Translating Research into Practice

“The study of motivational influences among those with MMI who have offended can inform the clinically and legally relevant question of whether specific symptoms of MMI have directly motivated an act of violence or offending for a given individual, and if so, the relative degree of influence they exerted as compared with non–illness-based factors” (p. 46).

“Unlike positive symptoms of psychosis, certain mood-based symptoms appear to share a higher degree of conceptual overlap with conventional motivations such as anger and irritability, or grandiosity and risk-taking behavior. Further study of the reliability of motivational influences for offending is thus needed, particularly in diagnostically heterogeneous samples” (p.47).

“When we collapsed our motivational subtypes to more broadly reflect symptom-based versus conventional motives, raters demonstrated a high level of agreement with respect to the primary motivation judged to be operative at the time of the index offense. This type of broad distinction is arguably most relevant from a psycholegal perspective, where binary decisions must often be made (e.g., in regards to an individual’s criminal responsibility)” (p.47).

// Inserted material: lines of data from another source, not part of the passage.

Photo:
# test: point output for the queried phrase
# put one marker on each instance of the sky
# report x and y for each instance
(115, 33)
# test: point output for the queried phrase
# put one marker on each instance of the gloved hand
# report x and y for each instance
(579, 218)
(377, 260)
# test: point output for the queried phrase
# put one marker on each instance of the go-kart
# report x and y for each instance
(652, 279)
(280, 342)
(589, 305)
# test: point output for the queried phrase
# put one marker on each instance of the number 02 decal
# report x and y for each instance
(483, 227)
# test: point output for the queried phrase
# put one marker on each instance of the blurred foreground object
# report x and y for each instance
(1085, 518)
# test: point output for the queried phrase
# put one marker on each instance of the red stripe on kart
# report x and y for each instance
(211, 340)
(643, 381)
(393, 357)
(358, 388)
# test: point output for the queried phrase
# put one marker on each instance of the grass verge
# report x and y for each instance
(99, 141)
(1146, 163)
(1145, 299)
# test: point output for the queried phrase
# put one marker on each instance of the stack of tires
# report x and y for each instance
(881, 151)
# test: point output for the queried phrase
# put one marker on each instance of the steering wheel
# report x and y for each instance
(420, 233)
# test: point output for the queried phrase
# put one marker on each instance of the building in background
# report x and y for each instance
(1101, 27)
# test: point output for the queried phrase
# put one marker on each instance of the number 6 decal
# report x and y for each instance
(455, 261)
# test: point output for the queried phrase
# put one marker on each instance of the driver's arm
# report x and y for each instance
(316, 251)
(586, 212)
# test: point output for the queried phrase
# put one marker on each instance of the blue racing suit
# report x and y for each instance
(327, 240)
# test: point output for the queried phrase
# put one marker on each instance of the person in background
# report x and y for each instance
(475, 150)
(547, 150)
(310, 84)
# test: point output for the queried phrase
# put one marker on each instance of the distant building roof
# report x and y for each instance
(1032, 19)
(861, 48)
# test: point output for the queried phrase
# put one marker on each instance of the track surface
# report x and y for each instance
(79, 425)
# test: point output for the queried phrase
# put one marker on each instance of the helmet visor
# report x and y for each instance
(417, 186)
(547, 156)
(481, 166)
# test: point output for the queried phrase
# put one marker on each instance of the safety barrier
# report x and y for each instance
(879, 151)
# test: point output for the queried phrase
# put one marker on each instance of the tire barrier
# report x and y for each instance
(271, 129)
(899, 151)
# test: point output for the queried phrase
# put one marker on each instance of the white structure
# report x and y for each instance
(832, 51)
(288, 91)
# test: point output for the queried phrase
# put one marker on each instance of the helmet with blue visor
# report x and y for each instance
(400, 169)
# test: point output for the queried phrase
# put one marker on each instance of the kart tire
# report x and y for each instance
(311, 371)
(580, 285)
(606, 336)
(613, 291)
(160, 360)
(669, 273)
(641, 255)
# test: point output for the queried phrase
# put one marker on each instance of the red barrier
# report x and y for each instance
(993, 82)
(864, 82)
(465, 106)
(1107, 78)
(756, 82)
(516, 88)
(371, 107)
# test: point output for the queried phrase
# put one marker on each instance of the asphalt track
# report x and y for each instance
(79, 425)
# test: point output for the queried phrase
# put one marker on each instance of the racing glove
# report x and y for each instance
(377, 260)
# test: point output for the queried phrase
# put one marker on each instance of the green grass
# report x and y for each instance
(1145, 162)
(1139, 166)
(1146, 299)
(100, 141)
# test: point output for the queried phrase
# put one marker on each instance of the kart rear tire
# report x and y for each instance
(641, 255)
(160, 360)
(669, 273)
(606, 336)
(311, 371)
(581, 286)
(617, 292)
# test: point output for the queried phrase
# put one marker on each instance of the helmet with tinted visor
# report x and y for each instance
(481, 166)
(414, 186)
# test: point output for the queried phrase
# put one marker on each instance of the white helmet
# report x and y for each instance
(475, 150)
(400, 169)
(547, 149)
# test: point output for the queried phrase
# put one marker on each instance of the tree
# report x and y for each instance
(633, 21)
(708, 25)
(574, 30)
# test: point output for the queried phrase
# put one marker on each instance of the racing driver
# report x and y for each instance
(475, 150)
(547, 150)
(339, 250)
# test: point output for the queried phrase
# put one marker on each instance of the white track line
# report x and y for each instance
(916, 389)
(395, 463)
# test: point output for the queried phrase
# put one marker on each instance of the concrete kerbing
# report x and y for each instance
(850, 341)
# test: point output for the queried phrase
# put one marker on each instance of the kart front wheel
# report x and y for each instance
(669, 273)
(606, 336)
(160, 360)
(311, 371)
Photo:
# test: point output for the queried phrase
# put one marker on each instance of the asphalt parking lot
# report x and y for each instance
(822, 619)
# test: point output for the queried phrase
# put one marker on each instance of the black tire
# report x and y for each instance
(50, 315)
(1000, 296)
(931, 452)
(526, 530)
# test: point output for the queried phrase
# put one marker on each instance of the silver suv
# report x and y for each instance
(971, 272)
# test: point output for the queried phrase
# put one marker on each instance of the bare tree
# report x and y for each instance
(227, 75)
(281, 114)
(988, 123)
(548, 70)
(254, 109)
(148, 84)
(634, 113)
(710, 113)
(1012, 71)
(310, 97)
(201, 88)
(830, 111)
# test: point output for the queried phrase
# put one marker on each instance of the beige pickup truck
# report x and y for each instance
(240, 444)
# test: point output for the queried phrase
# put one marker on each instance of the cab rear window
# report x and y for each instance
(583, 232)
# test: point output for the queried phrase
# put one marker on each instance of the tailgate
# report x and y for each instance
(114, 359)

“We did not find evidence to support the idea that different types of primary motivation were associated with more versus less severe offending behavior. However, primary mood and conventional motives were infrequent; it is possible that in a larger sample we may see significant effects, for example, whereby offenses driven by mood symptoms possess significantly higher potential for harm as compared with conventional motives. This is an important avenue to pursue, as findings could have direct implications for the assessment of violence risk, and in particular, risk for imminent or serious forms of violence” (p.48).

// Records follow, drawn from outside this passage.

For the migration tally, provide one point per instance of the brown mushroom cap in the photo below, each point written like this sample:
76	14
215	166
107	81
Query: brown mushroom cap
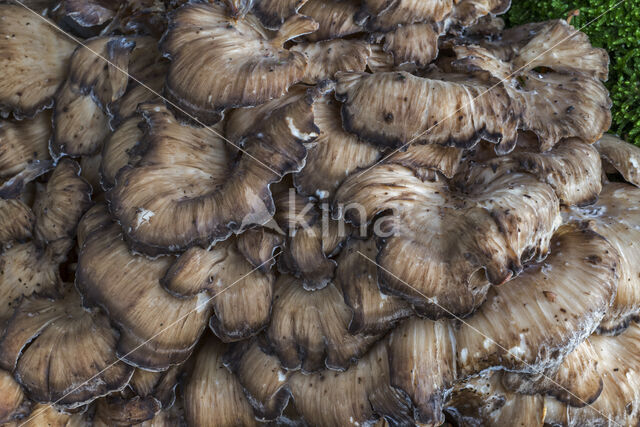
372	311
335	18
496	228
576	382
13	404
326	58
616	217
146	319
62	353
309	329
160	386
618	363
205	196
23	142
240	294
211	392
393	109
86	17
16	221
414	43
365	391
335	154
573	169
485	400
565	99
115	410
118	149
251	67
274	13
33	267
623	157
36	70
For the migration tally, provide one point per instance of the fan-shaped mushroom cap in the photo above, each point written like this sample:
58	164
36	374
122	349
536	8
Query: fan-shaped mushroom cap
623	157
213	394
156	328
393	109
309	329
495	227
35	55
147	70
365	391
357	277
118	149
61	203
414	43
251	67
619	402
335	18
239	293
88	71
62	353
567	99
33	267
87	17
335	154
485	400
572	289
573	169
16	221
326	58
23	142
616	216
13	404
205	196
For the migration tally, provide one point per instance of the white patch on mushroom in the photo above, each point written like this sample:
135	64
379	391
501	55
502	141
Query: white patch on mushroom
322	194
298	133
520	349
202	302
143	217
463	355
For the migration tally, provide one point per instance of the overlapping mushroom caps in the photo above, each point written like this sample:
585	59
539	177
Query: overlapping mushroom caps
207	193
251	66
35	55
486	400
373	160
527	326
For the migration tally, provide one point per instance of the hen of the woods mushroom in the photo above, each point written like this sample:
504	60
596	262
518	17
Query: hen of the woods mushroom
321	212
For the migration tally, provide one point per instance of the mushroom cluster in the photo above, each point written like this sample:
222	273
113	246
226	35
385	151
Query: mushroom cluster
311	212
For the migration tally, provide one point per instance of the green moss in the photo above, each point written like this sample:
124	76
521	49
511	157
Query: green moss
618	31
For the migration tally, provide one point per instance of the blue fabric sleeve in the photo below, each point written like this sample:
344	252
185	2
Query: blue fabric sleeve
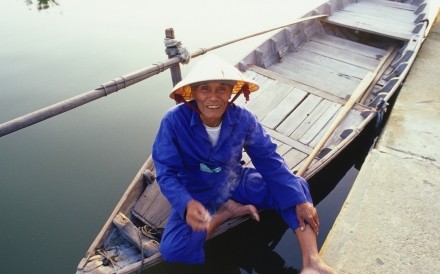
168	164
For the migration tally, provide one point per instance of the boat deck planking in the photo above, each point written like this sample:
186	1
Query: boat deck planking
377	17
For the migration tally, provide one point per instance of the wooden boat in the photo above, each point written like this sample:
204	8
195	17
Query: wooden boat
321	82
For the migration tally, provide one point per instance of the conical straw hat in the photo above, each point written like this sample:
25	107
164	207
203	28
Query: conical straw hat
212	68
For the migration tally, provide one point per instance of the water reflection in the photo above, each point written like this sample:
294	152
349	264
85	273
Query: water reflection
43	4
249	248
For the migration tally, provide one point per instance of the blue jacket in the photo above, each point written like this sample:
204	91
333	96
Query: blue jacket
188	167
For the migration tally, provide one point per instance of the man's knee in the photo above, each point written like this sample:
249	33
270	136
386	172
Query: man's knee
184	248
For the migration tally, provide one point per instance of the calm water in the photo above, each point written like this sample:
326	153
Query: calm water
60	179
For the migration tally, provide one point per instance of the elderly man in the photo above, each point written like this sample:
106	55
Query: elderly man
197	154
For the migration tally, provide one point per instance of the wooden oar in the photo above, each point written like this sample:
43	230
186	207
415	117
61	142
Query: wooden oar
115	85
363	86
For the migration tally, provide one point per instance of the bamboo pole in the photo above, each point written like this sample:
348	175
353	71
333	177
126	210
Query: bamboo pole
84	98
116	85
360	90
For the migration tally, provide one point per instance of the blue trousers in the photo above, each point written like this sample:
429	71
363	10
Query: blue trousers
181	244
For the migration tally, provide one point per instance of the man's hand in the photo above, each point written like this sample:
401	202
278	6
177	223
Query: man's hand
307	212
197	217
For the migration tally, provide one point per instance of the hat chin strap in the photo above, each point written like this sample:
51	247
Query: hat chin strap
245	90
179	99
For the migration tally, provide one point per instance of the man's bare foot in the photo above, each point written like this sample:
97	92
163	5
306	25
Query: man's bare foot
318	267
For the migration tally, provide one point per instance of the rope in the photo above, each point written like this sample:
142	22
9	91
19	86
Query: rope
142	251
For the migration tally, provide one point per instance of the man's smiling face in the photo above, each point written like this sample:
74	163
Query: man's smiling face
212	100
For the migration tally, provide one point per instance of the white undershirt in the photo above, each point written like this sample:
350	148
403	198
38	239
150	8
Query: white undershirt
213	133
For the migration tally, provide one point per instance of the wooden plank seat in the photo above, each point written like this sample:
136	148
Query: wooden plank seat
378	17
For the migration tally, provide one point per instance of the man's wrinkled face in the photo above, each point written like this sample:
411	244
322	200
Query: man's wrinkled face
212	100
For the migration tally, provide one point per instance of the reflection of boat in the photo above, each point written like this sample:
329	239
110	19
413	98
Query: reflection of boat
308	75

“The current study is a preliminary effort to develop a reliable method for indicating the extent to which different symptoms of MMI motivate violent and offending behavior, and disentangle symptom-based offending from violent and antisocial behaviors that may have other motives. This type of research can help to clarify legal and clinical issues related to violence risk and criminal responsibility, in part by better defining the nature and origins of each person’s offending and corresponding treatment needs. A reliable approach to assessing motivation can also enhance clinical understanding and improve the consistency of clinical formulations regarding violence risk and criminal responsibility, including individualized risk management plans that incorporate hypotheses about motivation: that is, how specific symptoms or risk factors caused or contributed to a person’s previous offending, and how they may influence a person’s decision to offend in the future” (p. 48).

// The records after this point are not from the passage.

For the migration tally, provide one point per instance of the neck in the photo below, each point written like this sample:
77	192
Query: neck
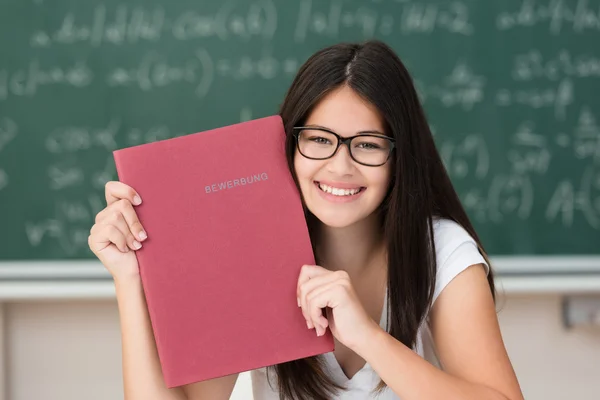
355	249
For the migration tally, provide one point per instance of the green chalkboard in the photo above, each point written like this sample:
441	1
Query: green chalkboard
510	87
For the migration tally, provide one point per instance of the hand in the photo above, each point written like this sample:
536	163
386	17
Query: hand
320	288
118	232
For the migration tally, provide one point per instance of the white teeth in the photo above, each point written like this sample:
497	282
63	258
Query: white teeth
338	192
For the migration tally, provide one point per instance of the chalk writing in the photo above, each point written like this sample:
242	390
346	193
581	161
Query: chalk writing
558	98
71	139
414	18
3	179
8	131
532	65
531	153
557	14
461	88
27	81
586	142
566	200
127	25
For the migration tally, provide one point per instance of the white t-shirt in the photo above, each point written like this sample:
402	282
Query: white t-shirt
455	251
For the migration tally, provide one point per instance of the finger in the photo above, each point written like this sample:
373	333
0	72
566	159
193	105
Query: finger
317	300
133	222
307	272
309	286
115	191
118	220
107	235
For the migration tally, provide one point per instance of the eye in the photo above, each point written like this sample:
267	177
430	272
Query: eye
368	146
319	139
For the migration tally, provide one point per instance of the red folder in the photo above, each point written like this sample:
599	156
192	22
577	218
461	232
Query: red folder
227	237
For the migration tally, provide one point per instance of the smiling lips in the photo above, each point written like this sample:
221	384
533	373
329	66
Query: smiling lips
338	191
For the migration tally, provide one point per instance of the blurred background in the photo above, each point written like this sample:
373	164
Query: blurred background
510	88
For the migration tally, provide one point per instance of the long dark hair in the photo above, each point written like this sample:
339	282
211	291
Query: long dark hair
419	191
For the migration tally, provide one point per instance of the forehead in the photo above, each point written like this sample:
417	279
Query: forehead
346	113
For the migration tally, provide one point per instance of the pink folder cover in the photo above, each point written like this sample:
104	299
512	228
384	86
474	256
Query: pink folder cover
226	240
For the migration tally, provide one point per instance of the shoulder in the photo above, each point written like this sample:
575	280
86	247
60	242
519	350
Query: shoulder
455	251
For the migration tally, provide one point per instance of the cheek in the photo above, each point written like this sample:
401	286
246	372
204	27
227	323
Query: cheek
305	169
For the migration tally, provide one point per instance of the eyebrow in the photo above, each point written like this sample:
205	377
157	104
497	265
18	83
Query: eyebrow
358	133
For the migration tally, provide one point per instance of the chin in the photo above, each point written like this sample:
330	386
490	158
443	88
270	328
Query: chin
336	219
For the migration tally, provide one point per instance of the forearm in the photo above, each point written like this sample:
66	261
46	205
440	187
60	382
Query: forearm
142	375
413	378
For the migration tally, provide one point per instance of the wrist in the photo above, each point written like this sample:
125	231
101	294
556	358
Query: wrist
374	332
126	282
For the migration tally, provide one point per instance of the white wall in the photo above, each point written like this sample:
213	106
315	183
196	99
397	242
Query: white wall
68	350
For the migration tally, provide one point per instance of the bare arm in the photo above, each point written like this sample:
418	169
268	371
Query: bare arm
467	335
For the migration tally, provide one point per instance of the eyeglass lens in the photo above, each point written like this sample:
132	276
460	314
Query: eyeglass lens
319	144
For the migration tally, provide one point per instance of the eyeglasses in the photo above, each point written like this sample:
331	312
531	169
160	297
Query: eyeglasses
370	149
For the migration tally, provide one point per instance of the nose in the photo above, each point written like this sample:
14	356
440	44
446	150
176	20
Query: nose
341	162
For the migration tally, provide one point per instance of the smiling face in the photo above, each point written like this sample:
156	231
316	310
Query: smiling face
338	190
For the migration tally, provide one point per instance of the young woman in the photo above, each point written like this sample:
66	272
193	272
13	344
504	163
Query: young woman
405	282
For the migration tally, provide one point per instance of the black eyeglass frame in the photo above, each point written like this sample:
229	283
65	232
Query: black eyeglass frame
340	140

Other Interesting Tidbits for Researchers and Clinicians

“It is important to note that psychiatric assessments of criminal responsibility in Canada do not require the assessor to address motivation, or to tackle the task of proving that the offending behavior in question was caused by symptoms of MMI directly. Rather, symptoms of the MMI must typically be shown to have incapacitated the individual with respect to the relevant competencies of appreciating the consequences of his or her actions and/or knowing their wrongfulness” (p. 48).